Iskandar Tedjasukmana (22 July 1915 – 30 October 1981) was a former Minister of Labor from 1951 to 1953. He was a teacher and judge.

== Early life and education==
Tedjasukmana was born in Cianjur 22 July 1915. He finished his elementary education at HIS Cianjur. He continued his high school in Jakarta at MULO and AMS B and graduated in 1936. Afterwards, Tedjasukmana enrolled in the law school, Rechtshoogeschool te Batavia from 1936 to 1937.

== Career ==
Tedjasukmana began his career by becoming a teacher at an Islamic school, Normal Islam School in Padang from 1937 to 1938. During the Japanese Occupation era, he worked at the Ministry of Law in Bukittinggi from 1942 to 1945.

After the Proclamation of Indonesian Independence, Tedjasukmana worked in various positions. From 1945 to 1946, he became the Associates Chief Justice of the district court and a member of the Indonesian National Committee Bukittinggi. Afterward, he was appointed as the vice mayor of Buktittinggi from 1947 to 1950. As a vice mayor, he held two positions: member of the West Sumatra Executive Agency and Central Indonesian National Committee. In 1949, he joined a group that opposed the merging of Labour Party of Indonesia to Communist Party of Indonesia. This group founded Labour Party.

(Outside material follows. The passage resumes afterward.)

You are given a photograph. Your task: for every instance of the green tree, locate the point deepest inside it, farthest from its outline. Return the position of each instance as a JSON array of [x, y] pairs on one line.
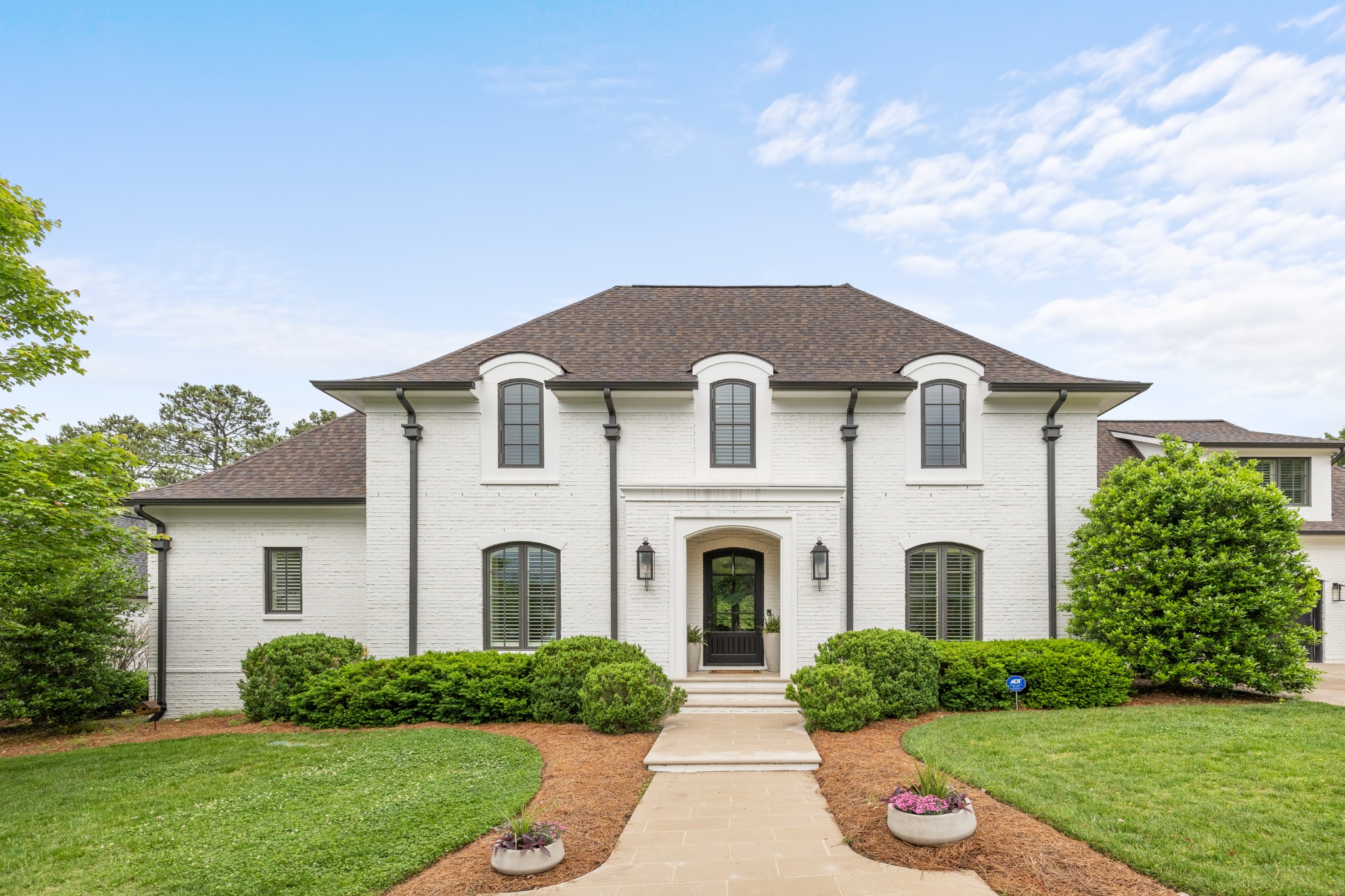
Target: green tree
[[143, 440], [310, 422], [38, 326], [206, 427], [1191, 568]]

As the United States of Indonesia was founded, he became a temporary People's Representative Council member from 1950 to 1951.

== Minister of Labor ==
Tedjakusuma was appointed as a labor minister from 1951 to 1953 under two different prime ministers. During his two-year tenure, he issued a controversial policy, Emergency Act No. 15/1951, that banned labor strikes. After the enactment of the emergency law, he created an advisory council for employment, aiming to give advice on employment mediation, labor distribution, labor expansion, vocational training for workers, and career guidance.
Besides, he established the Women's Labor Social Committee in 1951. He also served as the chairman of the Labour Party's political bureau from 1951 to 1956.

== Post-ministership ==
Tedjasukmana was the candidate for People's Representative Council from Labour Party on 1955 Indonesian Constitutional Assembly election. In 1958, he authored a book titled "The Political Character of the Indonesian Trade Union Movement." He finished his dissertation at Cornell University in 1961 with the title of "The Development of Labor Policy and Legislation in the Republic." He then served as the Chairman of the Indonesian Management Institute and also Deputy Chairman of the Indonesian Labor Foundation.

== Personal life ==
Tedjakusuma was married to a Minangkabau woman and had five children. He died on 30 October 1981 in Gatot Soebroto Army Hospital due to heart attack and was buried in Tanah Kusir Cemetery. His grandson, Jason Tedjasukmana, is the Head of Corporate Communications at Google Indonesia (2016–present).